Petitioners also contend in their petition that the COSLAP itself has no jurisdiction to resolve the protest and counter-protest of the parties because its power to resolve land problems is confined to those cases "which are critical and explosive in nature."

This contention is devoid of merit. It is true that Executive Order No. 561 provides that the COSLAP may take cognizance of cases which are "critical and explosive in nature considering, for instance, the large number of parties involved, the presence or emergence of social tension or unrest, or other similar critical situations requiting immediate action." However, the use of the word "may" does not mean that the COSLAP's jurisdiction is merely confined to the above mentioned cases. The provisions of the said Executive Order are clear that the COSLAP was created as a means of providing a more effective mechanism for the expeditious settlement of land problems in general, which are frequently the source of conflicts among settlers, landowners and cultural minorities. Besides, the COSLAP merely took over from the abolished PACLAP whose functions, including its jurisdiction, power and authority to act on, decide and resolve land disputes (Sec. 2, P.D. No. 832) were all assumed by it. The said Executive Order No. 561 containing said provision, being enacted only on September 21, 1979, cannot affect the exercise of jurisdiction of the PACLAP Provincial Committee of Koronadal on September 20, 1978. Neither can it affect the decision of the COSLAP which merely affirmed said exercise of jurisdiction.

Finally, assuming, in gratia argumenti, that the Provincial PACLAP Committee had no jurisdiction over the controversy, petitioners are already estopped from raising the issue of jurisdiction and from alleging at the same time that the case falls within the jurisdiction of the Bureau of Lands. Petitioners had not raised this matter of lack of jurisdiction in their appeal to the PACLAP which was later replaced by the COSLAP. What they alleged in their appeal, as one of their assigned errors, was that the PACLAP Provincial Committee exceeded its jurisdiction in ruling on the validity of the verbal agreement between the parties herein, which they contend to be properly within the jurisdiction of the civil courts. This is not the issue of jurisdiction which they are now raising before Us. In the instant petition, they now claim that jurisdiction belongs to the Bureau of Lands and not to the PACLAP.
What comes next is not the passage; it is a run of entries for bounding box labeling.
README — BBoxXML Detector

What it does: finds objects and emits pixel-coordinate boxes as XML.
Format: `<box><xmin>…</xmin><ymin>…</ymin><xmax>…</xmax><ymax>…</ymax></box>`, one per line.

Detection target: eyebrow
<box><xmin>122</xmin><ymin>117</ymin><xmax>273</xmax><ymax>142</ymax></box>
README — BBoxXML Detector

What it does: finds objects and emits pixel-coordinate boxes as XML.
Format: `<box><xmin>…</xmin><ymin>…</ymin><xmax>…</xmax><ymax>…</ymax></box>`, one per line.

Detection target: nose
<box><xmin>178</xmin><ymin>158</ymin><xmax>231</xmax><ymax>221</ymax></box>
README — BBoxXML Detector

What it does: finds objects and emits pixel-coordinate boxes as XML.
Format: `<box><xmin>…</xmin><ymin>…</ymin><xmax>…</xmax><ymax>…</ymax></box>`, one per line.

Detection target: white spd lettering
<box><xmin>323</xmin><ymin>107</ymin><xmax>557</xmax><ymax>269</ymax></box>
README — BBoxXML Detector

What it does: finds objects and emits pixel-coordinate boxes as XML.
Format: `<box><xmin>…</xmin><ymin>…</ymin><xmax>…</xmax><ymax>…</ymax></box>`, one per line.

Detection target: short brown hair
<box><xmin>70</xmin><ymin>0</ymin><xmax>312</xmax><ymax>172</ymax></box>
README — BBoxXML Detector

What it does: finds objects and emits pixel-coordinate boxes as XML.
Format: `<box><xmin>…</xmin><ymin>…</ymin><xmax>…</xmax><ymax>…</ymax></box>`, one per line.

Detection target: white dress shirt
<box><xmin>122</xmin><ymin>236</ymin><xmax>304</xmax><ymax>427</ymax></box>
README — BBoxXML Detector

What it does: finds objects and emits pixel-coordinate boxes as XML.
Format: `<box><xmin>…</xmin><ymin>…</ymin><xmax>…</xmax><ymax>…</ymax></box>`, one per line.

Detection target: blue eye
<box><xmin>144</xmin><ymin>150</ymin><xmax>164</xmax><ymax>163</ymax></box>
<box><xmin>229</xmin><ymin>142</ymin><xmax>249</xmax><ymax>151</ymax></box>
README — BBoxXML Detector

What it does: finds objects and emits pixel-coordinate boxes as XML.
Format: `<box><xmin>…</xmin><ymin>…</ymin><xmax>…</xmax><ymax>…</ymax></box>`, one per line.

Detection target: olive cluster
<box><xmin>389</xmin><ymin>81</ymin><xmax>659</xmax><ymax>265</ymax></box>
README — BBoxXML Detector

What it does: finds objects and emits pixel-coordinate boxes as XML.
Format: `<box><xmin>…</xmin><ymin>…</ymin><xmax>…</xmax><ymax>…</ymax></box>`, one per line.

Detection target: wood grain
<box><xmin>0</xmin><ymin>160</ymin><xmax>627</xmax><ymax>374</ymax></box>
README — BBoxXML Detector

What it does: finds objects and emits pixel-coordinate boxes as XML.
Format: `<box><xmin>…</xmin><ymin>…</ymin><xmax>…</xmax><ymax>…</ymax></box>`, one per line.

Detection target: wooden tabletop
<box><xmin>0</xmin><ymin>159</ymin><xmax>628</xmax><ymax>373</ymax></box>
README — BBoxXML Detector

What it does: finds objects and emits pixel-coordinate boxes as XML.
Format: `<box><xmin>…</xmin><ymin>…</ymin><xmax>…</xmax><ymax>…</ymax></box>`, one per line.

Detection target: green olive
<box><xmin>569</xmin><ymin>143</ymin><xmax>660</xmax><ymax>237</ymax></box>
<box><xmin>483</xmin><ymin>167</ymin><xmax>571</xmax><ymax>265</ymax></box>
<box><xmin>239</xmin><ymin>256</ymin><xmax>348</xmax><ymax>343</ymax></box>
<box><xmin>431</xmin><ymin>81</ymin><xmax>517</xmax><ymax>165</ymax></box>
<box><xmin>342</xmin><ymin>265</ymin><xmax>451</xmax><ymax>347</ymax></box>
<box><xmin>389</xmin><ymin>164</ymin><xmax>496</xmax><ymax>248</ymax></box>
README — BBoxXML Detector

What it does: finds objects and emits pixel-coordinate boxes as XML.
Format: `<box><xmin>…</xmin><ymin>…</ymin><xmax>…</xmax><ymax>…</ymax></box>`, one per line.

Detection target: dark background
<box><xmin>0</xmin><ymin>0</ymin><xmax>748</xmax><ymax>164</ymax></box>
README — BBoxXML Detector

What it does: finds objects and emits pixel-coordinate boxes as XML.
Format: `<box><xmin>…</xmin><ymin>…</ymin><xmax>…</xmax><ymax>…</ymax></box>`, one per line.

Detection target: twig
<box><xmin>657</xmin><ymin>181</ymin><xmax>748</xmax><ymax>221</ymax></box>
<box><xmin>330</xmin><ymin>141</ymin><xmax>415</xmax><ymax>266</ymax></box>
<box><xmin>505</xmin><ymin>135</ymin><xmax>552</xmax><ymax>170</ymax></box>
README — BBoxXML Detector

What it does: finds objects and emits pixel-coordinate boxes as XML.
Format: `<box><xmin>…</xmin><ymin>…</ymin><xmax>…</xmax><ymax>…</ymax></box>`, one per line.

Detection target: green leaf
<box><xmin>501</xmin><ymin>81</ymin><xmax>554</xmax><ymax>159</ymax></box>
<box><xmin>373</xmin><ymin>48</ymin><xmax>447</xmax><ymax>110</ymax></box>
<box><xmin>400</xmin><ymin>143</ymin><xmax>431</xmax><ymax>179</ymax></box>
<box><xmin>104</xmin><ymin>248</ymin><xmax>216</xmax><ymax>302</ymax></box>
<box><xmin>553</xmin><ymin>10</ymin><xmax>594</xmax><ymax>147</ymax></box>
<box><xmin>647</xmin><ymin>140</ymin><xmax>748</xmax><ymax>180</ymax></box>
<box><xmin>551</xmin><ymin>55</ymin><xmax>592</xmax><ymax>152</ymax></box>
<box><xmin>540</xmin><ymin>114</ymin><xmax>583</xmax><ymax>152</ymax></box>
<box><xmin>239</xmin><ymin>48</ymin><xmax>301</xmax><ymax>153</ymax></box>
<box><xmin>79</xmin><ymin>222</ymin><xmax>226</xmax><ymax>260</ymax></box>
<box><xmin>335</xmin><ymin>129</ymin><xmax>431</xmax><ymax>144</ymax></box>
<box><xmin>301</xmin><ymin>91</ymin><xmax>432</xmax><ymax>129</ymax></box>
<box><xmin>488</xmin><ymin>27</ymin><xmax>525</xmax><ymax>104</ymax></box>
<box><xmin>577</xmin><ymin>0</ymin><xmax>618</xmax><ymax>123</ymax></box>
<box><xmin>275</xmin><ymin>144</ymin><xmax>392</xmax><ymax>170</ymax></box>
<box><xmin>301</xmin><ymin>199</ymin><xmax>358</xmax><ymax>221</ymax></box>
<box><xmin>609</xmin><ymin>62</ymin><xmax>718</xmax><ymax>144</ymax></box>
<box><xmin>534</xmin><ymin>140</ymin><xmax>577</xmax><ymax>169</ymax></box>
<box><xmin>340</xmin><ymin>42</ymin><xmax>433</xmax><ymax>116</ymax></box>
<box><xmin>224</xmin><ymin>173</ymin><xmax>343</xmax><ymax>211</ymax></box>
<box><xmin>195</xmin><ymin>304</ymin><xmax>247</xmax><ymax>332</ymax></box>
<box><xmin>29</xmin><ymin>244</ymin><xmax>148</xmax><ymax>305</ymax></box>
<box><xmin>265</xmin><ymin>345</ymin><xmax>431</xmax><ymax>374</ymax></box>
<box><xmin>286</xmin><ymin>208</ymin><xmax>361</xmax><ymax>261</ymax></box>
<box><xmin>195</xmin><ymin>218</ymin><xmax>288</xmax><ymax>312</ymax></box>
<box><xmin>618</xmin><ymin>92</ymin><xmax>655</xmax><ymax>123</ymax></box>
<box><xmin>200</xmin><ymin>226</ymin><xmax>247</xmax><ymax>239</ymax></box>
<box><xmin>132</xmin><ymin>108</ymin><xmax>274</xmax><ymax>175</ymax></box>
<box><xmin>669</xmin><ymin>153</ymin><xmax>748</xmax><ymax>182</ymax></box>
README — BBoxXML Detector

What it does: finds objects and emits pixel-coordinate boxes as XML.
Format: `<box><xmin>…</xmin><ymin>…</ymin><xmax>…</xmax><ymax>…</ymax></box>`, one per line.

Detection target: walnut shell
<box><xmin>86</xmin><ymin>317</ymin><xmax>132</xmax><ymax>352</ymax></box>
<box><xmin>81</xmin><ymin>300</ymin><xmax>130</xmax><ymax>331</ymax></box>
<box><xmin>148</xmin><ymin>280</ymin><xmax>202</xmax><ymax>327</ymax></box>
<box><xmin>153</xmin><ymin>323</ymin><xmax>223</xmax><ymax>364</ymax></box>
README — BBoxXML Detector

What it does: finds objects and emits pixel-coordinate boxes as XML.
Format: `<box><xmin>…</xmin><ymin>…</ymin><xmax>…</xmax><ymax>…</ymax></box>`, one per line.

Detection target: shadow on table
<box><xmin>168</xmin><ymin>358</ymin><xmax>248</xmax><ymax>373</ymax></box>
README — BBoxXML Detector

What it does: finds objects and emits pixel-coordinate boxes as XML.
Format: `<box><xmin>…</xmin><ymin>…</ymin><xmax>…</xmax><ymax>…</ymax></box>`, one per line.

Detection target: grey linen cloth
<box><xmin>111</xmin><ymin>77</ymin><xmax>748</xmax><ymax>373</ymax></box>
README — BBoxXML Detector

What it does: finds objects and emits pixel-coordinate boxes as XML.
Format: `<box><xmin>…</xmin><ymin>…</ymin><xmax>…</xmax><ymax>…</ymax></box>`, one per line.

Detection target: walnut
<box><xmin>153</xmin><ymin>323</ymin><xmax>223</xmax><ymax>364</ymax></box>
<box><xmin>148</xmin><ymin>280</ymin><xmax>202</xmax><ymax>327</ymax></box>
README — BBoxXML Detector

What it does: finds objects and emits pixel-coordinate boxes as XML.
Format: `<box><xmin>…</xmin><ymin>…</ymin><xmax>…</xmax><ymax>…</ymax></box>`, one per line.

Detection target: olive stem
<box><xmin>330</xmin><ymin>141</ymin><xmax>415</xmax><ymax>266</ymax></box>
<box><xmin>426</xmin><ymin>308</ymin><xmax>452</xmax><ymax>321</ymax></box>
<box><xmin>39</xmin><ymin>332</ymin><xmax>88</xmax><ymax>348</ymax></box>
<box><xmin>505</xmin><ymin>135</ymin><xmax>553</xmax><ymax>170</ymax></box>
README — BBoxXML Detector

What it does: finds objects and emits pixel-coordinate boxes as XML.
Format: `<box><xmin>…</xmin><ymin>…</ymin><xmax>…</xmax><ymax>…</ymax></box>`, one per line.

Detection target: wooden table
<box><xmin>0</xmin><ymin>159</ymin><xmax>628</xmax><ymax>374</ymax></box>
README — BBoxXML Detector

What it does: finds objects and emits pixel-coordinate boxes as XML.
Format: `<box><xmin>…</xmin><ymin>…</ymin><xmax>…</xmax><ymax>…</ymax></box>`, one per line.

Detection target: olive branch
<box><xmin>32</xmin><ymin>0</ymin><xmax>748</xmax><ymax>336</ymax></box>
This Court has time and again frowned upon the undesirable practice of party submitting his case for decision and then accepting the judgment, only if favorable, and attacking it for lack of jurisdiction when adverse. Here, the principle of estoppel applies. Hence, a party may be estopped or barred from raising the question of jurisdiction for the first time in a petition before the Supreme Court when it failed to do so in the early stages of the proceedings. This principle should deter those who are disposed to trifle with the courts by taking inconsistent positions contrary to the elementary principles of right dealing and good faith (Tijam v. Sibonghanoy, No. L-21450, April 15, 1968, 23 SCRA 29; Capilitan v. de la Cruz, Nos. L-29536-37, February 28, 1974, 55 SCRA 706; Marquez v. Secretary of Labor, G.R. 80685, March 16,1989). Further, the rule is settled that this Court cannot allow a litigant to assume a different posture when he comes before the court and challenges the position whereby the court, which is supposed to review administrative determinations, would not review, but determine and decide for the first time, a question not raised in the administrative forum (Cuerdo v. Commission on Audit, G.R. No. 84592, October 27, 1988).

ACCORDINGLY, the petition is DISMISSED for lack of merit and the assailed decision of the Commission on the Settlement of Land Problems dated September 2, 1983 is hereby AFFIRMED.

SO ORDERED.

Narvasa, Cruz, Gancayco and Griño-Aquino, JJ., concur.